Words and Phrases - "under"
10 March 2004 External T.I. 2002-0160751E5 F - REÉR au décès: rente pour un bénéficiaire mineur
The annuitant of a registered retirement savings plan ("RRSP") died, leaving his RRSP in trust for his minor child. The executor of the estate will acquire an annuity equal in value to the value of the RRSP, with a term equal to 18 years minus the age of the minor child, with the estate (a trust) as the annuitant. Under the terms of the will, the trustee could use all or part of the income or capital of the trust for the child's needs at the trustee’s sole discretion, with the capital distributed to the child at specified times. In the event of the death of the beneficiary before having received all of the trust assets, the residue would vest in the intestate heirs of the beneficiary. Thus, the minor child will not receive the annuity benefits annually, and their payment will at the trustee’s discretion.
A second Scenario varies the first in that if the beneficiary dies, the residue is distributed to another person determined by the testator.
In a third Scenario, all annuity payments would be required under the will to be paid to the child annually.
Can the minor child be considered, in these Scenarios, to have sole beneficial interest in the amounts payable under the annuity as required by s. 60(l)(ii)(B) as it was proposed to be amended [which stipulated that the annuity be one "under which the taxpayer, or a trust under which the taxpayer is the sole person beneficially interested in amounts payable under the annuity, is the annuitant …"]? CRA responded:
February 27, 2004 … Legislative Proposals … indicate … that the child will be able to benefit from the provisions of paragraph 60(l) as long as the child is the only beneficiary of the trust, before the child’s death, who has an interest in the amounts payable under the annuity.
Nowhere in the Act is the expression "amounts payable under the annuity" defined. … Pratte J.A. in Bensol Customs Brokers … explain[ed] the scope of the word “under”: "A claim is made under a statute, in my view, when that statute is the law which, assuming the claim to be well founded, would be the source of the plaintiff's right". …
Under this analysis, therefore, the annuity must be the source of the beneficiary's right to collect. … [I]t is our view that the annuities described in these Scenarios would be annuities described in clause 60(l)(ii)(B) to the extent that the Legislative Proposals are adopted.
12 June 2009 Internal T.I. 2008-0294921I7 F - Montant reçu à l'égard d'un surplus actuariel
On the sale by the Vendor of one of its business divisions, the employees of that division were transferred to the purchaser, and the assets of the defined benefit pension plan regarding those employees (the “Plan”) were transferred to the Purchaser and the Purchaser assumed the related pension commitments, in two transfers (which was permitted as a result of the approval of the Régie des rentes du Québec). There was an actuarial surplus respecting the Plan, which could allow the purchaser to enjoy a contribution holiday. On each transfer, the Purchaser paid an amount to the Vendor in respect of the actuarial surplus.

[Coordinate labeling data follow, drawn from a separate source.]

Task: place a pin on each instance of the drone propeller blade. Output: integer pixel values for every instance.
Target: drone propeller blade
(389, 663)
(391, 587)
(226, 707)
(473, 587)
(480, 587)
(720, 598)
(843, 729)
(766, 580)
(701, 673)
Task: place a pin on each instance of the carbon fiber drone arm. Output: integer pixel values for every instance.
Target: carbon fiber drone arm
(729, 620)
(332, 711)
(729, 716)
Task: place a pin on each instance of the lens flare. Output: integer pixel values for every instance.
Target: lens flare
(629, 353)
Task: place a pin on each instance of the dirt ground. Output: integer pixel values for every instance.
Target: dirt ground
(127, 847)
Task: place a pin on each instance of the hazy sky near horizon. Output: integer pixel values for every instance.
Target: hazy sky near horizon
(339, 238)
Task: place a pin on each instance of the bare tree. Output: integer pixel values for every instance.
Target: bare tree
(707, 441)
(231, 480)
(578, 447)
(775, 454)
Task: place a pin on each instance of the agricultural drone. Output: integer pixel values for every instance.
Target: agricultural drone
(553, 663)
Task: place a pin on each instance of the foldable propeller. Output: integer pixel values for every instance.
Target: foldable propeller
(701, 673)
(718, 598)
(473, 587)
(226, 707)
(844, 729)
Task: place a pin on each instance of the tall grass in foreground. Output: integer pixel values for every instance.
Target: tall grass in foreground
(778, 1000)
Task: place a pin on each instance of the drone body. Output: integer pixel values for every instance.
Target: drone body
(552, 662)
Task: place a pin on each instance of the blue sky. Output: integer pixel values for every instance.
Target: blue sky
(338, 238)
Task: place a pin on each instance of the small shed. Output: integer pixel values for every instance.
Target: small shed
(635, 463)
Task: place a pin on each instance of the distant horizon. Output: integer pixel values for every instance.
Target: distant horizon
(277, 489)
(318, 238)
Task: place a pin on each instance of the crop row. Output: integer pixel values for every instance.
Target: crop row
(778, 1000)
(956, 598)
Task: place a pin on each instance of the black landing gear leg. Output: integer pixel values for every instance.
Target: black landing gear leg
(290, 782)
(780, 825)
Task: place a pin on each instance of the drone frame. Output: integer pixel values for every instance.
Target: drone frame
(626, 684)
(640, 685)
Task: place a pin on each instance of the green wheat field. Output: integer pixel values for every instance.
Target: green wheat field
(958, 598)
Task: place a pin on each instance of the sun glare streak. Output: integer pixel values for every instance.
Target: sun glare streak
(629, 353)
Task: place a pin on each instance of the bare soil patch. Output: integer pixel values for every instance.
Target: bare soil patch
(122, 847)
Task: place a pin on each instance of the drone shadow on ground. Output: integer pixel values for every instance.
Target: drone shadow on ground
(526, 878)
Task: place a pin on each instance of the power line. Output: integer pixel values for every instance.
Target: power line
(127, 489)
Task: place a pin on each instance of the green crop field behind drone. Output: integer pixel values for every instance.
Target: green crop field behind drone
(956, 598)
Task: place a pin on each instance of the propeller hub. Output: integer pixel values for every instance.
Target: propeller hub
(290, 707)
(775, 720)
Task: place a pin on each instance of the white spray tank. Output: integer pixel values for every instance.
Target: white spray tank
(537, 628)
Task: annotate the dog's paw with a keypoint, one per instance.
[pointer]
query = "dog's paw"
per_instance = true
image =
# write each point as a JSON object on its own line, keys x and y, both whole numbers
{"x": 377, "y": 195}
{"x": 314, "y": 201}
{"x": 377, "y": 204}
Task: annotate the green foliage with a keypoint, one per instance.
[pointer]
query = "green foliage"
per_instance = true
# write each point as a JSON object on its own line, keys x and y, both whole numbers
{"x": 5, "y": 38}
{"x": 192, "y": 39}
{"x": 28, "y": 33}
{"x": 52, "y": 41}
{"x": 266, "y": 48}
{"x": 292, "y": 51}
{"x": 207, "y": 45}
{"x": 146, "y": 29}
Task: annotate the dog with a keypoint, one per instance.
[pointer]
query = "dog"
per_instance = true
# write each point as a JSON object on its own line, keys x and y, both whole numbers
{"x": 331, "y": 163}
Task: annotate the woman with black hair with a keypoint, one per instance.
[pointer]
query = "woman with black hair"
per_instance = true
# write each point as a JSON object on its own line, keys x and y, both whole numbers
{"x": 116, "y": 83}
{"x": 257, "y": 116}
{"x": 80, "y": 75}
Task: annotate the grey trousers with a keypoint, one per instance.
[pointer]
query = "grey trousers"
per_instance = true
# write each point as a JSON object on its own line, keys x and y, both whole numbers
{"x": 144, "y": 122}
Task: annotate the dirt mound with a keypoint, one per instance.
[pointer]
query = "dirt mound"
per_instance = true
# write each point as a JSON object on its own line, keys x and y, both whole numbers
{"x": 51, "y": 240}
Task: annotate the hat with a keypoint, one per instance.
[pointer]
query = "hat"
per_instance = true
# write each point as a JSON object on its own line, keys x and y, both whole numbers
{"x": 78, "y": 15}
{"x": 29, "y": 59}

After finding that these amounts were taxable to the Vendor under s. 9, CRA went on to indicate that, in the alternative, that they were taxable under s. 56(1)(a)(i). In particular, they constituted the receipt by the Vendor of “superannuation or pension benefits.” Although they were not superannuation or pension benefits in the ordinary meaning of that phrase, under the s. 248(1) definition, it would be reasonable to regard such amounts as having been received “under” the Plan, as they would not have been received but for the actuarial surplus that arose under the Plan. In addition, “the Plan was modified as a result of the transfer of members to the Plan and the transfer of a portion of the assets and liabilities of the Plan to the Purchaser's plan” and such transfer would not have been possible without approval of Retraite Québec. Thus, the amounts were received by the Vendor as a result of a “modification” of the Plan (even though there was no change to its terms), so that para. (b) applied to render the payments as superannuation or pension benefits.
Dominion of Canada General Insurance Co. v. The Queen, 86 DTC 6154, [1986] 1 CTC 423 (FCA)
Stone JA stated (at p. 6163) that the words of s. 85B(1)(e) (now, s. 12(1)(e)) "are directed toward the inclusion in income of an 'amount' that was 'deducted' in the previous year and not toward an amount that was 'deductible' in that year." Where an amount was in fact deducted in a previous year by a taxpayer purporting to comply with the provisions of what now is s. 20(1)(m), that amount was to be brought into income under s. 12(1)(e) notwithstanding that the deduction in the previous year may not have been properly taken. "This is particularly so where, as here, the assessment of that [previous year's] income has been made and accepted and cannot now be challenged" (p. 6164).